March 4, 2011 | Unregistered CommenterS.

I am fascinated by this topic, and fairly convinced of Dr Harris's contention that there is no sense in believing that humans could be dependent on a single "magical" plant compound for health, but...

The following thoughts are prompted by observing (and participating in) the annual, local, traditional (as in passed down as oral lore, rarely written down), folky, non-commercial and unregulated trade in the "bogbine" spring tonic, which is endemic to my part of rural, western Ireland. Bogbine is a plant that grows in bogs in Donegal, and local folklore states that it must be harvested in March, boiled hard until it is an unappetising thick green sludge, which is also extremely bitter tasting, and then drunk every day for around two weeks. The remarkable thing is how "alive" and current this tradition still is. You will find old men and women who credit their lack of aches and pains to this annual ritual, and even the odd teenager who can be persuaded to try it for their acne (with reputedly great results).

And it strikes me that, although there can be no specific "magical" plants that all humans require for health, it is interesting that every society that has been studied has had some degree of a plant lore (even the Inuit) - ie an incredible familiarity with the variety of "useful" plants in their vicinity, and with their uses and modes of preparation. Anthropologists have often expressed astonishment at how detailed such lore could be, and of course, some of it would be held generally, while some of it would be of a more specialised nature, subject to the intense study of the local herbalist or cure-all.
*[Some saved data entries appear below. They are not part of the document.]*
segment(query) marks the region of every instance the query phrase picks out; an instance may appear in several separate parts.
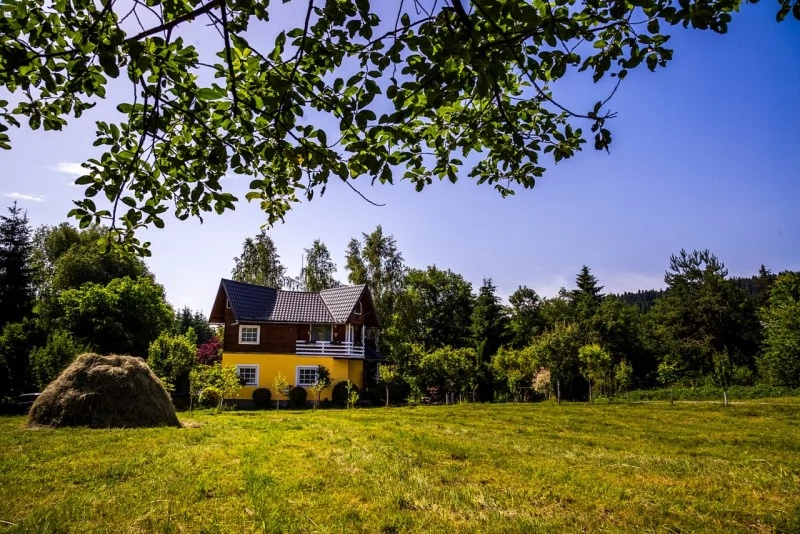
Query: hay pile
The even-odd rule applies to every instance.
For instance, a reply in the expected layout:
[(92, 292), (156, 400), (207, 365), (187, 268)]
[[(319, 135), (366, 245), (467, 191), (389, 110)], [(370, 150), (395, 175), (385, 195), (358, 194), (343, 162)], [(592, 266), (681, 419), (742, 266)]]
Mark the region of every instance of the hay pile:
[(139, 358), (82, 354), (31, 406), (28, 426), (180, 426), (161, 381)]

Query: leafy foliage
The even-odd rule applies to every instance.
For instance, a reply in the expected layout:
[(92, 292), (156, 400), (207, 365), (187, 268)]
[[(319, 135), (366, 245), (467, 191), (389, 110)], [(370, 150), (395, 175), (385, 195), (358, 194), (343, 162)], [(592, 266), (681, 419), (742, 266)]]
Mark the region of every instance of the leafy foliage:
[(405, 283), (403, 255), (392, 235), (378, 226), (362, 234), (363, 242), (353, 238), (347, 244), (345, 269), (351, 284), (367, 284), (375, 300), (378, 319), (384, 328), (391, 324), (395, 300)]
[(269, 401), (272, 399), (272, 392), (267, 388), (256, 388), (253, 390), (253, 405), (256, 408), (269, 407)]
[(233, 259), (231, 276), (237, 282), (268, 287), (283, 287), (286, 268), (281, 264), (272, 238), (261, 230), (255, 239), (248, 237), (242, 244), (242, 255)]
[(182, 393), (188, 389), (196, 350), (193, 331), (190, 330), (190, 336), (162, 332), (150, 344), (147, 364), (167, 389)]
[(422, 391), (438, 389), (457, 395), (472, 395), (478, 387), (478, 363), (475, 349), (445, 346), (424, 353), (418, 363), (418, 387)]
[(314, 393), (314, 409), (317, 409), (322, 392), (331, 387), (331, 373), (324, 365), (317, 367), (317, 382), (311, 386), (311, 391)]
[(473, 306), (472, 284), (460, 274), (411, 269), (397, 298), (397, 337), (424, 350), (469, 345)]
[(578, 349), (578, 359), (581, 362), (581, 374), (589, 381), (589, 401), (593, 402), (598, 382), (611, 369), (611, 355), (603, 347), (593, 343)]
[(8, 323), (0, 332), (0, 401), (31, 387), (31, 347), (38, 344), (39, 332), (35, 323)]
[(617, 387), (626, 393), (633, 385), (633, 367), (626, 360), (620, 361), (614, 367), (614, 378), (617, 381)]
[(194, 331), (198, 347), (209, 343), (214, 337), (214, 331), (208, 324), (205, 314), (201, 311), (192, 312), (188, 307), (183, 307), (175, 312), (175, 333), (186, 334), (189, 329)]
[(197, 347), (195, 355), (197, 363), (201, 365), (214, 365), (222, 362), (222, 342), (217, 336), (213, 336), (208, 343), (203, 343)]
[(288, 397), (289, 396), (289, 382), (286, 381), (286, 377), (283, 376), (283, 373), (278, 372), (275, 376), (275, 381), (273, 382), (273, 387), (275, 388), (275, 409), (280, 410), (281, 408), (281, 401), (278, 397)]
[(533, 289), (519, 286), (508, 298), (511, 305), (510, 329), (515, 347), (524, 347), (533, 341), (543, 328), (542, 299)]
[(400, 371), (394, 365), (378, 364), (378, 377), (379, 381), (383, 383), (386, 392), (386, 407), (389, 407), (389, 391), (391, 390), (394, 382), (400, 378)]
[(40, 226), (33, 237), (32, 263), (36, 293), (58, 295), (87, 282), (105, 285), (116, 278), (152, 277), (144, 262), (118, 249), (107, 249), (107, 228), (76, 229), (68, 223)]
[(761, 318), (762, 373), (774, 384), (800, 384), (800, 273), (778, 275)]
[(64, 326), (102, 354), (145, 357), (150, 343), (172, 326), (164, 289), (149, 278), (88, 283), (61, 293)]
[(339, 285), (333, 277), (336, 264), (331, 260), (328, 247), (315, 239), (311, 248), (305, 250), (305, 265), (300, 271), (301, 287), (305, 291), (322, 291)]
[(336, 406), (345, 407), (347, 406), (347, 395), (347, 381), (337, 382), (331, 391), (331, 401)]
[(651, 312), (665, 327), (665, 352), (680, 356), (693, 373), (710, 375), (717, 353), (729, 354), (734, 366), (754, 366), (759, 334), (753, 303), (727, 274), (708, 250), (681, 250), (670, 258), (668, 290)]
[(68, 331), (51, 332), (47, 336), (47, 343), (43, 347), (35, 347), (30, 353), (34, 387), (38, 391), (43, 391), (78, 354), (85, 352), (89, 352), (88, 347), (78, 343)]
[(233, 365), (201, 365), (189, 375), (190, 391), (200, 399), (212, 397), (217, 411), (222, 411), (225, 399), (234, 397), (242, 387), (236, 367)]
[[(288, 3), (305, 11), (301, 27), (275, 27), (280, 8), (258, 2), (0, 5), (0, 87), (14, 96), (0, 101), (0, 148), (12, 126), (62, 130), (113, 98), (121, 116), (97, 123), (104, 151), (85, 164), (71, 214), (82, 227), (110, 221), (111, 237), (140, 252), (147, 244), (133, 232), (163, 227), (170, 209), (179, 219), (233, 209), (221, 182), (229, 172), (252, 177), (246, 198), (269, 222), (331, 178), (402, 178), (422, 190), (467, 176), (506, 196), (587, 141), (608, 150), (609, 101), (631, 70), (668, 64), (669, 26), (725, 33), (740, 7)], [(778, 19), (800, 18), (799, 6), (782, 2)], [(200, 18), (221, 37), (216, 53), (185, 35)], [(269, 44), (253, 38), (270, 33)], [(576, 111), (559, 89), (581, 72), (611, 83)], [(124, 84), (129, 98), (107, 93)]]
[(289, 390), (289, 404), (295, 410), (305, 408), (307, 398), (308, 392), (303, 387), (295, 386)]

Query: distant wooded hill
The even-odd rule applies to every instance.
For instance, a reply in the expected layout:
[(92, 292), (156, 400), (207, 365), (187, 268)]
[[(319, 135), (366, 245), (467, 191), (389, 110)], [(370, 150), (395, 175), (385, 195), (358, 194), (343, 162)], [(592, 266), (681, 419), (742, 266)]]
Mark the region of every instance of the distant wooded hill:
[[(759, 289), (757, 276), (732, 276), (730, 279), (736, 284), (737, 287), (744, 289), (751, 299), (758, 300), (761, 290)], [(636, 306), (641, 311), (646, 312), (653, 307), (656, 299), (662, 296), (665, 292), (665, 289), (640, 289), (635, 293), (632, 291), (626, 291), (625, 293), (615, 296), (619, 297), (627, 304)]]

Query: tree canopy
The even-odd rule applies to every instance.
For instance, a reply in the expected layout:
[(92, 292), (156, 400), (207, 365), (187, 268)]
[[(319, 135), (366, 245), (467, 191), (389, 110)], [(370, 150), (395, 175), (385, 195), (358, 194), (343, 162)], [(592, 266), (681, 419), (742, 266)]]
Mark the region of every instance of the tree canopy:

Here in the "wild west" of Donegal, in Ireland, most people (despite an education system that attempts to diminish the value of this kind of knowledge) can easily point to around 5-15 species of weeds and name a "use" for them - usually medicinal, rather than dietary. And that is the point. There is (to me) excellent evidence that humans have been "paying attention" to the plants in their own neighbourhoods for perhaps hundreds of thousands of years, and many of the plants that they would have studied and accumulated knowledge about would not have formed a part of their regular diet but would have been known to treat various illnesses or injuries. For example, almost every local plant lore contains certain classes of plants - western europeans treasured comfrey for its mucilaginous, wound healing properties, for example, and analogous plants, with similar properties, would be known to humans in other habitats where comfrey does not grow.

This does not address the question of the role of plant foods in the diet, as such, but is more a reflection on the role of plants in folk medicines all around the world, and the attention and interest humans have lavished on this subject. It might have been precisely the "hormetic" effects mentioned here and at whole health source, that commonly drew human attention to the intensive study of their own neighbourhood's plant life.